Tuesday Tales: Writing Love

 

Happy Valentine’s Day! I hope you get to share it with someone special.

Welcome to Tuesday Tales, a weekly blog featuring diverse authors who post excerpts from their works in progress based on word and picture prompts. We’re a book hungry troop that enjoys reading as much as you do. Today our word prompt is love. My excerpt is from Hannah’s Haint, a vintage paranormal romance set in a small town in the 1950s. Please visit the other fabulous authors at Tuesday Tales.

Kneeling in the sparse grass, he ran his fingers over the smooth marble. It was a graceful monument, a work of art. He took in the flowing lines of the base, the scroll edged binding of the holy book resting on top. And above it all the sculpture that stirred the inner places he had closed off long ago. The curve of her bare arm. The unquenched sorrow of her mournful posture. The weeping angel sheltered the earthborn memory of the woman now gone. Although he had no idea of the countenance or figure of Iris de Pres, he could sense her reflected in the reverence of the tribute. A strong connection surged between her and the one who sought to immortalize her.

He shook off the strange feelings. Practical thoughts flicked to the cost of such a commission. She had been mightily important to someone. Was Spur more involved than he let on? What did he have to do with Iris de Pres and why was he so confounded close mouthed about the subject? He cursed beneath his breath. Why wouldn’t the old cuss just ride out here with him?

Pivoting on his heels, he maneuvered to the front of the gravestone. The inscription was in raised lettering on the base. Names and dates. Clear and simple. Hannah had been right. She died young. Only 26. And something else was written beneath that in tiny letters. He peered closer. The quiet dust made his eyes water, and he swiped a handkerchief over his face before looking again. He squeezed and then widened his eyes to clear his vision. My love, forsaken. A frown curled his brow. What the hell did that mean?

A motor sounded in the distance. He rose, moving away from the center of his interest. It was better to play it close to the chest than broadcast his business. Removing his watch, he made a show of rewinding it, keeping a sideways eye on the road.

A brand new 1954 Buick growled up and clenched into park. A red faced Roscoe Wyver barreled out, leaving the car door open. His voice boomed. “What the hell you doin’ out here, Larkin?”

He slid the watch back on his wrist. A grin sliced across his face. “Roscoe, that’s no way to treat the gears in that fine machine of yours. Grinds up the transmission real fast.”

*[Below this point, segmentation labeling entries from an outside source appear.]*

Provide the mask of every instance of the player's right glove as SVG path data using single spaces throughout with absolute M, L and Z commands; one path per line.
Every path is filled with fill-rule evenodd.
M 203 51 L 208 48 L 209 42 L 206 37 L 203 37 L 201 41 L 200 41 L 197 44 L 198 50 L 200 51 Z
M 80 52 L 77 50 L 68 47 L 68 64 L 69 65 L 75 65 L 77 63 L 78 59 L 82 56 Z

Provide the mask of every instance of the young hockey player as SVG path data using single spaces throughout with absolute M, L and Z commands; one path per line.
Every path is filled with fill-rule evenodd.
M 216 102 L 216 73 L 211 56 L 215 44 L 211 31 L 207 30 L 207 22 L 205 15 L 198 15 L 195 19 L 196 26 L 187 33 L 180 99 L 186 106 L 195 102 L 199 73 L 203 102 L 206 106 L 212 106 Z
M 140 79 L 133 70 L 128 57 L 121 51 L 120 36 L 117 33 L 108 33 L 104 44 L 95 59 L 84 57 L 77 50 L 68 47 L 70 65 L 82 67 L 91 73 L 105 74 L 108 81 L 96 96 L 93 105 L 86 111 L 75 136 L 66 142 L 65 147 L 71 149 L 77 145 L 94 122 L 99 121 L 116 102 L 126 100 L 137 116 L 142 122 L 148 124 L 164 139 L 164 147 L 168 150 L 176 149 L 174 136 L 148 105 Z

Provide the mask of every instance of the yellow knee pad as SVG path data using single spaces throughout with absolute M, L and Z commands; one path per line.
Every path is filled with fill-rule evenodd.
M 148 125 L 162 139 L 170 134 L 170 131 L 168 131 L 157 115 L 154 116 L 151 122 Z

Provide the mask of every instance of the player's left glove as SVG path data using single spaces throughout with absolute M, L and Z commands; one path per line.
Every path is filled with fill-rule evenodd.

I hope you enjoyed the snippet based on the word prompt love. Thanks for stopping by. Please visit the other fabulous authors at Tuesday Tales.

Cheers & Happy Reading!
Flossie Benton Rogers, Conjuring the Magic in Romance

15 thoughts on “Tuesday Tales: Writing Love

  1. carmens007

    Interesting your choice for the excerpt! I googled the title but couldn’t find the author.
    Happy Valentine Day!

    Reply
    1. Flossie Benton Rogers Post author

      Carmen, all these excerpts each week for Tuesday Tales are from my works in progress. Hannah’s Haint is my working title for that particular book. Our group is given a word– love this week in honor of Valentine’s Day– and we add a scene to our work in progress using the word. Make sense? You can also see the other authors’ snippets by clicking on the blue Tuesday Tale link.

      Reply
      1. carmens007

        Yes, I knew it, that’s why I thought it odd. I thought you liked that excerpt and wanted it highlighted. Well then, waiting to read the whole book. The excerpt was quite intriguing.

        Reply
  2. trishafaye

    What?? You can’t stop there! No fair. I want more.
    GREAT job writing about the weeping angel monument. I often visit cemeteries, usually older ones, to feel connections with people from the past, but I’ve never been able to write about a monument like you’ve done here. This is one I’ll need to read from start to finish once it’s published.